Why do people behave like assholes and then use the fact that they are in New York city as a justification for their cretinous behavior? This pattern is widespread and I've experienced it several times. Case in point: I was at Big Nick's sidewalk café on Bway (the perfect summer hang) with my pal J and this douchebag is sitting at a table behind us braying into his cellphone at such high volume that, sitting close to each other at a small table, J and I were having trouble hearing each other. After he repeatedly ignored our polite gestures to lower his voice, I finally (after over 10 minutes of tolerating his inane palaver) leaned on his table with one elbow and, glaring with my nose about 3 inches from his, told him that he was insanely annoying and that it was impossible to hear my buddy who was about 2 feet away on account of his unattenuated prattle. He threw up his arms and said, "Aw c'mon man! It's New York!" Right, it's not YOU that's mindlessly shouting into your cellphone, oblivious, it's New York. I honestly came this close to grabbing this little prick's cellphone and hurling it into the street. That would've been great. "You want New York? Okay, how's this asshole?!" He (finally) got the hint and vacated. If you're gonna be an douche, just own it and leave New York out of it.

Iggy and The Stooges at Terminal 5—THIS FUCKER IS 60+!!

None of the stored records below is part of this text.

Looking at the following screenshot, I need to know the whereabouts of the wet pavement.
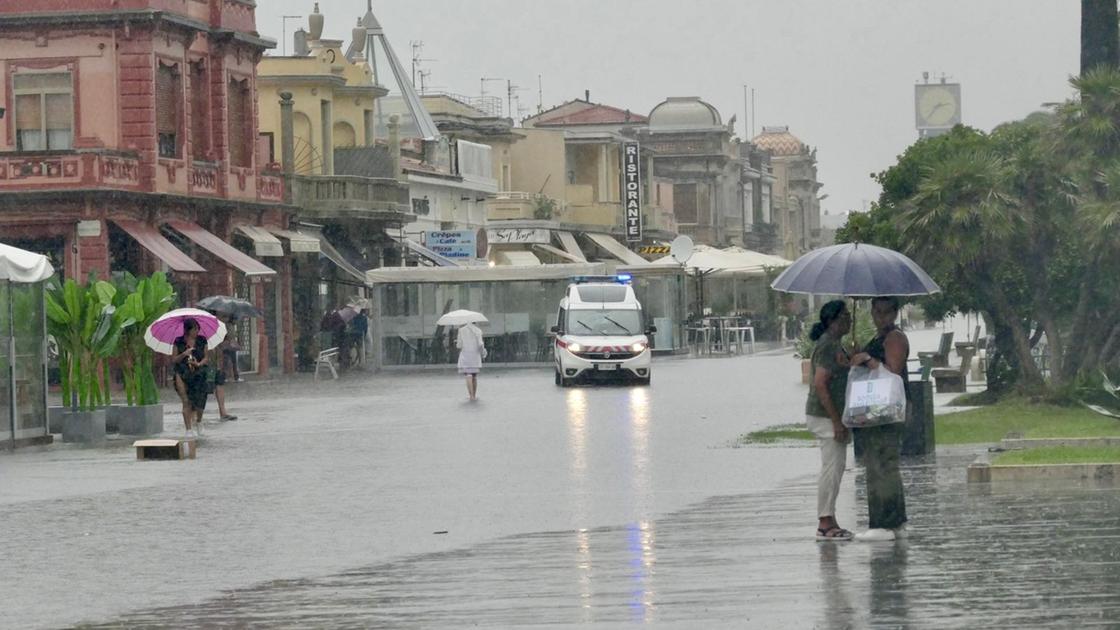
[0,320,1120,629]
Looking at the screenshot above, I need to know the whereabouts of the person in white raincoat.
[455,324,486,400]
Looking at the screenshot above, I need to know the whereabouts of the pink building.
[0,0,293,372]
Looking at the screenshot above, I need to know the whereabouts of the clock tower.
[914,72,961,138]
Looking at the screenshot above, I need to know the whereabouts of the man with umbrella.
[771,243,941,540]
[198,295,264,421]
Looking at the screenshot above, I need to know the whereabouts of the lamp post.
[280,16,304,57]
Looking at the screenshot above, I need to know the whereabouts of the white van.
[552,275,656,387]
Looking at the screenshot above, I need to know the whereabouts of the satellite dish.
[669,234,692,265]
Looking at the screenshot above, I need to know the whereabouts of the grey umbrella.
[196,295,264,319]
[771,243,941,297]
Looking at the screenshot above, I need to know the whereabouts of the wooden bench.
[132,437,198,460]
[315,348,338,380]
[917,333,953,368]
[933,346,976,393]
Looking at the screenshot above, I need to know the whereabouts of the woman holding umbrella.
[436,311,487,401]
[852,297,909,540]
[143,308,225,435]
[171,318,209,435]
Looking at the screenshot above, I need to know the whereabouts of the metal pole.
[7,279,16,450]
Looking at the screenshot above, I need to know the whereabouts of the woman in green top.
[805,299,851,540]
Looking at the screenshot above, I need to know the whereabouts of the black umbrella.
[197,295,264,319]
[771,243,941,297]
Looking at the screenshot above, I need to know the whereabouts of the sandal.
[816,525,852,540]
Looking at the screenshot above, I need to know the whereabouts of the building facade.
[641,96,747,245]
[0,0,293,372]
[752,127,823,260]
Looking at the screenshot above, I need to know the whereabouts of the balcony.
[291,175,416,223]
[0,150,140,192]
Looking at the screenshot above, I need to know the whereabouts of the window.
[673,184,697,223]
[190,61,213,160]
[228,78,253,167]
[12,72,74,151]
[156,62,183,158]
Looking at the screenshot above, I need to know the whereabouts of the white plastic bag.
[843,365,906,428]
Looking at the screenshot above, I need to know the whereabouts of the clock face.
[917,85,960,127]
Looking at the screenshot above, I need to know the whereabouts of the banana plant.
[114,271,176,405]
[46,279,129,411]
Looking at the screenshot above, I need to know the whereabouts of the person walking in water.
[805,299,852,540]
[455,324,486,400]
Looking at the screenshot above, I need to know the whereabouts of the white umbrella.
[436,308,489,326]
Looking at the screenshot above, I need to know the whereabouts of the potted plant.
[46,274,131,442]
[108,271,175,435]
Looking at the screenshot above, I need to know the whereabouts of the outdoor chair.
[933,346,976,393]
[917,333,953,368]
[315,348,338,380]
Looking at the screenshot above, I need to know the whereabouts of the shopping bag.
[842,365,906,428]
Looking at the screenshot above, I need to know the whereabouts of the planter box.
[105,405,164,435]
[63,409,105,444]
[47,407,69,433]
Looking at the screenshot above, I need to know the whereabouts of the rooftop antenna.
[409,39,439,92]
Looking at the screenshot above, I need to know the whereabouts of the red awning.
[165,219,277,278]
[110,219,206,274]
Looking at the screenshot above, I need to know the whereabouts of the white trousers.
[805,415,848,518]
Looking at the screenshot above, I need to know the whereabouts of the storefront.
[366,263,685,368]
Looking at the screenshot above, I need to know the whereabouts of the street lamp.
[280,16,304,57]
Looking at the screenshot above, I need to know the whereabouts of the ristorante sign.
[623,142,642,242]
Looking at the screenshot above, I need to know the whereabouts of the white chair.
[315,348,338,380]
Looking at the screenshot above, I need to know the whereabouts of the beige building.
[753,127,823,260]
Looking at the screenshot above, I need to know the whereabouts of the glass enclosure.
[371,266,684,367]
[0,281,47,441]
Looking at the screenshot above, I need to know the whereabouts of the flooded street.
[0,334,1120,628]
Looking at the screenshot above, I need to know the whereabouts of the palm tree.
[898,150,1043,386]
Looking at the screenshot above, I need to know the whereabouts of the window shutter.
[190,63,211,159]
[226,78,249,166]
[16,94,43,131]
[156,64,179,133]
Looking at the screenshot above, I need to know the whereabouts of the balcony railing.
[0,150,140,191]
[291,175,414,221]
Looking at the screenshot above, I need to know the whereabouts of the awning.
[316,233,366,280]
[584,232,650,266]
[557,230,587,262]
[533,243,587,262]
[234,225,283,257]
[110,219,206,274]
[495,250,541,267]
[365,262,607,285]
[404,239,461,267]
[269,228,320,253]
[165,219,277,278]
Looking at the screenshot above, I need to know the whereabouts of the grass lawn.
[934,399,1120,444]
[991,446,1120,465]
[739,425,815,444]
[738,399,1120,444]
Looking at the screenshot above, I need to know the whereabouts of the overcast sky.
[256,0,1080,214]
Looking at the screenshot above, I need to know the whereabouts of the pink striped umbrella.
[143,308,225,354]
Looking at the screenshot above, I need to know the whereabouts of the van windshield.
[567,308,642,335]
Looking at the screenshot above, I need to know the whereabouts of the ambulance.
[552,274,656,387]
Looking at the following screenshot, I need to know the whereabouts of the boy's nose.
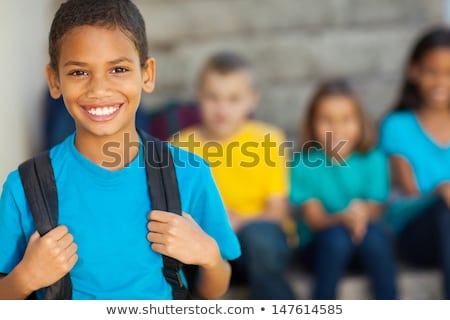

Went to Terminal 5 last night with LM to see The Man and had the joy of having my brain turned to jelly by the reconstituted Stooges (more than ably aided and abetted by the rockin' Mike Watt on thudstaff). To say that Iggy Pop is a force of nature is to give nature short shrift. The mad dervish is captivation incarnate and his voice sounds totally fantastic. The first Iggy show I witnessed was mid-80s in Oakland where he opened for the Pretenders who were riding high on a hit album at the time. The first thing Chrissie did upon taking the stage was to get down on all fours and kiss the floor saying, "I want to kiss the stage that Iggy Pop just performed on." She knows whereof she speaks. Ig's legend is amply justified; at 60 his intensity dwarfs that of front men less than 1/3 his age. Completely and utterly spellbinding. I can't imagine that this show was any less intense than a Stooges show during their first go-round. It was that good. From the top of the set and for the next 75 minutes he gave everything and then some. Watt stood right in front of his amp, legs splayed, pumping it out with relentless drive. My friend Vince Meghrouni has played drums on Watt's own tours and Watt holds Iggy in the highest rock regard so for him to be touring with Iggy, well...he's gotta be pinching himself every day. I noticed that when Iggy walked (which wasn't often) that he had a bit of a limp. LM said, "Yeah, if you had a swayback like that for 60 years you'd be limping too." She had expected to be underwhelmed. "Iggy Pop, really? I'm surprised you wanted to see this show." As we walked out onto 56th street with "I Wanna Be Your Dog" ringing in our ears (they did it twice for some reason) she was grinning from ear to ear and saying, over and over, what an amazing time she had had. Fuckin' Iggy, it doesn't get any better. The only band I've seen that comes close is the Hives—Howlin' Pelle will probably be just as great in 40 years.